Sidney W. Pink

Sidney W. Pink (March 16, 1916 – October 12, 2002) was an American movie producer and occasional director. He has been called the father of feature-length 3-D movies. He is also noted for producing early spaghetti westerns and low-budget science-fiction films, and for his role in actor Dustin Hoffman's transition from stage to screen.

Life and career

Sid Pink was born in Pittsburgh, Pennsylvania. After playing the film producer in his high school's production of Merton of the Movies, he realized this was the profession he would ultimately pursue, calling it his life's ambition.[1] He worked as a projectionist in a movie theater owned by his wife's family and earned a degree in business administration from the University of Pittsburgh.

In 1952, Pink produced Bwana Devil, a feature-length color film that was the first widely-shown 3-D film to use the polarized 3-D method rather than the red-and-blue-glasses anaglyph 3-D occasionally used for short films. It was made using the Natural Vision system, which employed two separate but interlocked cameras and required two specially modified projectors. The film premiered in late November and started a brief but intense 3-D fad that peaked in mid-1953, faltered in the fall, rallied, then faded away almost completely during 1954.

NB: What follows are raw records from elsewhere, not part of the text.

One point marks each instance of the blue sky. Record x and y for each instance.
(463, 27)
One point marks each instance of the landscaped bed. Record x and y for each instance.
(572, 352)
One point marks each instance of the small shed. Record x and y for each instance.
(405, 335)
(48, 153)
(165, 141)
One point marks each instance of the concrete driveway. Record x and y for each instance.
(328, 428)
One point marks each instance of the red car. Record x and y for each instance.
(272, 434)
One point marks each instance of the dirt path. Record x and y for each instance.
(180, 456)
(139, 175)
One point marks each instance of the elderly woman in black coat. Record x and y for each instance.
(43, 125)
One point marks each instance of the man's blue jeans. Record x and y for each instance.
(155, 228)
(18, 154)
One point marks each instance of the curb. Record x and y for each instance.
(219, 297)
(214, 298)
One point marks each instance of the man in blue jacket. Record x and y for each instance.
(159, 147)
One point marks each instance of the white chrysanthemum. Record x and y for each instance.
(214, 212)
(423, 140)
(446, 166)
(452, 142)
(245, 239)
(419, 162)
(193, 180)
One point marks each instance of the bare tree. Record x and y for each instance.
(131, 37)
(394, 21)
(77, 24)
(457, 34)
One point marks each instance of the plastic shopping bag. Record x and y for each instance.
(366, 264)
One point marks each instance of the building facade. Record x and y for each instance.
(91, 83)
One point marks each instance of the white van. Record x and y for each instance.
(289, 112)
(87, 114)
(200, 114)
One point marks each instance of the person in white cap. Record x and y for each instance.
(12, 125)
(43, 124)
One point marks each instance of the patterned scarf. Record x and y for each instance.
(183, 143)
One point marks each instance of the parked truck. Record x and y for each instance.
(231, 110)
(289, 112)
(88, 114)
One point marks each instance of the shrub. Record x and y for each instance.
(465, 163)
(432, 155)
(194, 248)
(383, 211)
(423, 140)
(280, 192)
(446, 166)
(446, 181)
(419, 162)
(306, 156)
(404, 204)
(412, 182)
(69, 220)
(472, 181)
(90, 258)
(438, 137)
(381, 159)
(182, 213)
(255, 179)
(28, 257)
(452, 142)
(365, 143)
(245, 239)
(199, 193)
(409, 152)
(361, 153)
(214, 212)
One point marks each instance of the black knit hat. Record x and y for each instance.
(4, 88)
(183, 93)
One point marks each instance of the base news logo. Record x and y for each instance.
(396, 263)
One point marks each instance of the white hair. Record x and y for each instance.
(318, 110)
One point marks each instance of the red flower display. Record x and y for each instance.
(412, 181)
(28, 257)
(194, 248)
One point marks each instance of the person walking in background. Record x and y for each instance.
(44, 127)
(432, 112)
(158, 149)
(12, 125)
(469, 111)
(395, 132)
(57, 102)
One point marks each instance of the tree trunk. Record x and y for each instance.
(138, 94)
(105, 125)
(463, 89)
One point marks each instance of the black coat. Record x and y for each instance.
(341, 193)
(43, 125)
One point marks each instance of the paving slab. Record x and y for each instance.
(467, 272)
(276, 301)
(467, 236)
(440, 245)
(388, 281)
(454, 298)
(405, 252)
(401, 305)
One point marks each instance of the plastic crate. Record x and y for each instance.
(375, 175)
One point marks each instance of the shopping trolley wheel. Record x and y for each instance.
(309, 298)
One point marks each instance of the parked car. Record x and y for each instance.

In 1959, Pink produced The Angry Red Planet, using a new film processing technique he named CineMagic to create an unreal, otherworldly "Martian" effect in some sequences. In 1961, he supplied the original story for Reptilicus, a giant-monster-on-the-loose film he co-produced and co-directed in Denmark at Saga Studios.

In 1966, Pink discovered Dustin Hoffman in an off-Broadway stage production in New York City and cast him in the lead in Madigan's Millions, which was filmed in Italy and Spain. The film was not released until 1969, two years after Hoffman achieved stardom with his role in the 1967 film The Graduate.

In the early 1970s Pink owned a chain of movie theaters in Puerto Rico and Florida.

All told, Sid Pink produced a total of more than 50 films. He died in 2002 in Pompano Beach, Florida, following a long illness.

Partial filmography

References

  1. Pink, Sidney (1989). So You Want to Make Movies: My Life As an Independent Film Producer. Pineapple Press, Inc. p. 3. ISBN 0-910923-77-9.